From the outside, little about Jerry Lee Curry's modest blue house in a quiet south Minneapolis neighborhood warranted more than a glance.
But for his three daughters inside, it was a prison.
According to court documents, Curry, 51, kept his twin daughters in chains. For years he beat and raped them, and he fathered two children with one of the twins. A younger daughter also endured abuse. All the while, their mother stood by.
On Thursday, Hennepin County Attorney Mike Freeman called the allegations "as repugnant and horrifying as anything I have seen in my 18 years as a county attorney."
It all ended when one of the developmentally delayed twins escaped last May from what Freeman called a "house of horrors" and all three daughters were swept to safety.

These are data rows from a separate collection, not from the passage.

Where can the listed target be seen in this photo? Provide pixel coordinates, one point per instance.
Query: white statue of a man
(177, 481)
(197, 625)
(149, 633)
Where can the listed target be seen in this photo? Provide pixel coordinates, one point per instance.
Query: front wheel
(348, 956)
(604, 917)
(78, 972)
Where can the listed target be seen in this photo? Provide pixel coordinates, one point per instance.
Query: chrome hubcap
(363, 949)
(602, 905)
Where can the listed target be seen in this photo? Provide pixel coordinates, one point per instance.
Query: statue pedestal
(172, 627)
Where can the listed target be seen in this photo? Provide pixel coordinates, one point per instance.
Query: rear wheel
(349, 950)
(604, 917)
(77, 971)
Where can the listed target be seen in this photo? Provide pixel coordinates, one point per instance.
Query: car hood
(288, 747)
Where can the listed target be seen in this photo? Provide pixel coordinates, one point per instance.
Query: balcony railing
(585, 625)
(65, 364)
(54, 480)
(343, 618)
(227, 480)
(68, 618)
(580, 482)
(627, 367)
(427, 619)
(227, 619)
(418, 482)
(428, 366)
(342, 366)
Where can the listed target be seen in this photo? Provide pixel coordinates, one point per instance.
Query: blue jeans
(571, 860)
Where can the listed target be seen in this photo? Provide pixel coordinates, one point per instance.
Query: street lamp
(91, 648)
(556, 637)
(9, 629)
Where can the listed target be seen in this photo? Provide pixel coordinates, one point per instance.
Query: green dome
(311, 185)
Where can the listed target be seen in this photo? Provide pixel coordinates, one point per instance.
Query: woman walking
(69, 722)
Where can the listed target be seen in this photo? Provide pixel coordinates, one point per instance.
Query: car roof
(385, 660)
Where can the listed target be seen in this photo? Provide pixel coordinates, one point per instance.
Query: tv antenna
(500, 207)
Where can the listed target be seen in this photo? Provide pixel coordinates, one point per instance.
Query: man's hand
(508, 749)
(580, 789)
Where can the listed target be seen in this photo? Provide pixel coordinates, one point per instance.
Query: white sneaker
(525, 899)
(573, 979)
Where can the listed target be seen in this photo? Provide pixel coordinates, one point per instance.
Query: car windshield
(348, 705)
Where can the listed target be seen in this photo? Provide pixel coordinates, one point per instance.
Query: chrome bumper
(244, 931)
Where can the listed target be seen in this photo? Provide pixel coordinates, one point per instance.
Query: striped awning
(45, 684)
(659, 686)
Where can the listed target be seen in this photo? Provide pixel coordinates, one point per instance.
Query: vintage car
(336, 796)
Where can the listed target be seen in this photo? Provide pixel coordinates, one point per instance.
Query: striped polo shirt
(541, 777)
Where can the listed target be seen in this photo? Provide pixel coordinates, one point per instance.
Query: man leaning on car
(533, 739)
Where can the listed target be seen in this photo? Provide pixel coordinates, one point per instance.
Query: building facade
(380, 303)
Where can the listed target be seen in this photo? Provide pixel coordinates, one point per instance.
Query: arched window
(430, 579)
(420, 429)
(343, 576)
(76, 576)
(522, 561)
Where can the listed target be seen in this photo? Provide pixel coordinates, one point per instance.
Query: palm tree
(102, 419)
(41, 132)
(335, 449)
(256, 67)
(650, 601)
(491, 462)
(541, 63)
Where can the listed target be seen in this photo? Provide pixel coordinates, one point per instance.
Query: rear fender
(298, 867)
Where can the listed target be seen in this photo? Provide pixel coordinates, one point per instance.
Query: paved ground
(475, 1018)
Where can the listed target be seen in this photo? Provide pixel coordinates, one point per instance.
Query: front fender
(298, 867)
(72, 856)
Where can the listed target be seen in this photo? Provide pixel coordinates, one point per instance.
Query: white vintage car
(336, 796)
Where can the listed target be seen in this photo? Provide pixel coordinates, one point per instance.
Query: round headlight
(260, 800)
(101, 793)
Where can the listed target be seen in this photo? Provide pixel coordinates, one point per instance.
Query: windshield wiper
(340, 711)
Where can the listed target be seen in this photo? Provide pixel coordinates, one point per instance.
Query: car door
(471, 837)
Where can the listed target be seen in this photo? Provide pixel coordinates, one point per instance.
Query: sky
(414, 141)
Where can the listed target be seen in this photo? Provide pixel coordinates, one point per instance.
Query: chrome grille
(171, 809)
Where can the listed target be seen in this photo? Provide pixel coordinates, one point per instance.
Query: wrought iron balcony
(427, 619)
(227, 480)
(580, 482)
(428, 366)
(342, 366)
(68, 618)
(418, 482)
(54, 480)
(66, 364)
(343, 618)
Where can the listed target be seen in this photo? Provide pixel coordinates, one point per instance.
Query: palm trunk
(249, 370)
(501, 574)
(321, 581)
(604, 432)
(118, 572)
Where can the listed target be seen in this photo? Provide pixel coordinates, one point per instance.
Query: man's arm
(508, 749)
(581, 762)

Curry made his first court appearance Thursday and formally answered to charges of first-degree criminal sexual conduct, stalking, first- and second-degree assault, abuse of a vulnerable adult and a gross-misdemeanor count of child endangerment. He remains jailed in lieu of $750,000 bail.
Police are still trying to locate 48-year-old Shelia M. Wilson, the mother of the 21-year-old twins and an 11-year-old girl who also lived in the home, but charged her Thursday with three child neglect counts, two as felonies and one as a gross misdemeanor. Court documents indicate what child protection officials, prosecutors and police and even doctors learned in the years before the children were rescued — more than nine months before Curry was arrested and charged.
A 'sex chamber'
On that day last May, shortly after one of the twins escaped, officers entered the home and saw what police branded a "sex chamber," according to a child protection filing made on behalf of a 3-year-old born to one twin. Within days, all the children were moved to safety.